| comment (1) in Stumpage Forecasting, Timber Market Analysis, Wood Demand & Procurement

Local Forest Supplies Tell Different Timber Market Stories

This post includes an excerpt from the Q4 2017 Forisk Research Quarterly feature article, “Local Projections and Pricing Impacts of Timber Supplies in the U.S. South” authored by Amanda Lang, Shawn Baker, and Brooks Mendell

Each year, Forisk estimates future changes in forest inventories by product and specie in the South.  This exercise combines state-by-state analysis of wood demand, forest industry capacity and capital investments by Forisk with current forest supply data from the U.S. Forest Service and modeling by Dr. Bob Abt with SOFAC.  The analysis of timber supplies and wood demand matches the location of wood sources to forest industry manufacturers. The results tell different stories by state – or group of states – across the region.

Grouping states based on similar trends can identify opportunities and support capital allocation decisions.
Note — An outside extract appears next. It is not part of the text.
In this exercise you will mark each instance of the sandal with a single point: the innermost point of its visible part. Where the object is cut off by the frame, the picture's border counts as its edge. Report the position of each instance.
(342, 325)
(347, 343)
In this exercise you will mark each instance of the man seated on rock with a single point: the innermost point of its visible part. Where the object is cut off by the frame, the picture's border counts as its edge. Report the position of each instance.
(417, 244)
For private pine inventories in the South, states group into three pine inventory profiles based on our 30-year projections. The groupings are roughly geographic, with the Gulf States of Alabama and Mississippi performing similarly, and the southeastern states of Georgia, Florida, and South Carolina form a group. Despite their geographic separation, the South Central states and Atlantic states of North Carolina and Virginia have similar projected inventory patterns to each other.

Sawtimber inventories increase substantially in the Gulf States by 30-40% in the next ten years, stabilizing in fifteen years (Figure 1). The South Central and Atlantic states grow sawtimber more moderately, with 10-year increases that average 17%. Sawtimber forecasts for the Southeastern states and Louisiana are stable to declining over the 20-year projection.
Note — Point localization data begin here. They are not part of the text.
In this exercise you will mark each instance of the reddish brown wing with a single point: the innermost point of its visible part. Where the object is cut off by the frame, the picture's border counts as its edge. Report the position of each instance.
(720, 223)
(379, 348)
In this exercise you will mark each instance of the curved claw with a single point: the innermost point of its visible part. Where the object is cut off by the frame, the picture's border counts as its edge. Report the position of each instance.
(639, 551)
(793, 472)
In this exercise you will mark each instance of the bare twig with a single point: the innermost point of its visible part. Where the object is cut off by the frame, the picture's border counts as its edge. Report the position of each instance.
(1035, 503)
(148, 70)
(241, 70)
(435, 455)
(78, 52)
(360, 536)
Figure 1. Pine Sawtimber Inventories by State, 2017-2037. Sources: Forisk Consulting, SOFAC, U.S. Forest Service

These forecasts indicate tighter pine sawtimber supplies in the Southeast (Florida, Georgia, South Carolina) and Louisiana. We would expect some ease to the sawtimber overhang downward pressure on timber prices in these areas in the mid-term, which is favorable for timberland investors. In contrast, the Gulf South areas of Alabama and Mississippi show large surpluses of pine sawtimber that continue in the foreseeable future. These supplies represent an opportunity for mill investors and are already attracting manufacturers, with the announcement of GP’s planned new mill in Talladega and Interfor’s announcement of a greenfield mill somewhere in the mid-South in the next two years.
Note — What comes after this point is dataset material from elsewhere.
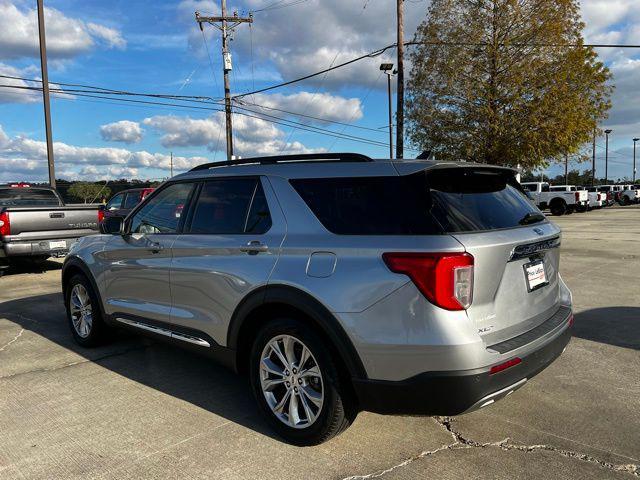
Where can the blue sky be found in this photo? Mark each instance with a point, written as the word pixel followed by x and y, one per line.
pixel 157 47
Today, the South has five more years of pine sawtimber inventory on the stump relative to annual removals than before the recession. The recession reset the “normal” relationship of supplies to removals in the South. Returning to pre-recession levels of inventory to removals requires Southern softwood lumber production to increase 50% beyond Forisk projections, from 23 BBFT in five years to 35 BBFT of annual production. This would be roughly equivalent to the current lumber production of the entire U.S. The true stories for timberland owners and wood-using firms reveal themselves locally. The balance of supply and demand varies by market, with some already demonstrating responsive prices while others require the hard work of building up wood-using capacity to absorb and leverage the accumulated supplies.

Forisk thanks Dr. Bob Abt with SOFAC for his assistance with this research.

 To learn more about the Forisk Research Quarterly (FRQ), click here or call Forisk at 770.725.8447.

Comments (1)

  1. J Willis / Reply

    “Returning to pre-recession levels of inventory to removals requires Southern softwood lumber production to increase 50% beyond Forisk projections, from 23 BBFT in five years to 35 BBFT of annual production.”

    or … dramatic increase in log exports out of the Southeast

    think …

    Very recent Panama Canal expansion
    China’s $350 B trade deficit
    Trump’s demand of Xi to close that deficit by $200 B, NOW
    $WY sinking major bucks into a deep south Timber export facility (listen to most recent quarterly earnings conference call.)

    And, suddenly, SE stump backlog is GONE.

    Its a freshman mistake to be making predictions about US Timber supply/demand right now, until we get firm direction from Xi.